In Turkey, sema is a visual spectacle; dervishes wearing long white robes turn for a half hour or more in perfect circles, one hand raised towards god, the other pointed towards Earth with musical accompaniment. Dervish lodges were closed in 1925 after the establishment of the Republic of Turkey and when they reopened, they functioned primarily as spaces for urban art-music performance.
In Sufi order practice, for the rituals (called ayin) comprised of both zikr and sema practices Sufi music has a significant part. Many Mevlevi composers composed secular and sacred Sufi music and Mevlevi sacred music is considered to be a form of Turkish Art Music. The ney has a special significance to Mevlevis as Mevlana J. Rûmî played and wrote about ney. The first neyzen (ney player) we know is Mevlâna J. Rûmî. In the 18th century Istanbul, the majority of the ney players were Mevlevi dervishes. Dervishes also taught their pupils how to play ney, thus neyzens have been raised in lineages throughout the centuries.

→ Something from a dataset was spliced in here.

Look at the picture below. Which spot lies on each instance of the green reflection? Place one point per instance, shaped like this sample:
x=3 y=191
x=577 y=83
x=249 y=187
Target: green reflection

The ney has become the essential accompanying instrument in the rituals together with the kudüm (kettledrums) and the rebab. At the beginning of the ayin, the ears and souls are tuned with the performance the primary ney improvisation (baş taksim). This part also constitutes a sophisticated, independent art form. The Mevlevis’ vocal and instrumental compositions very elaborate and elevated pieces to be played on the ney since they are the most sophisticated expressions of the classical repertoire. These compositions are regarded the as the top example taken by Ottoman music.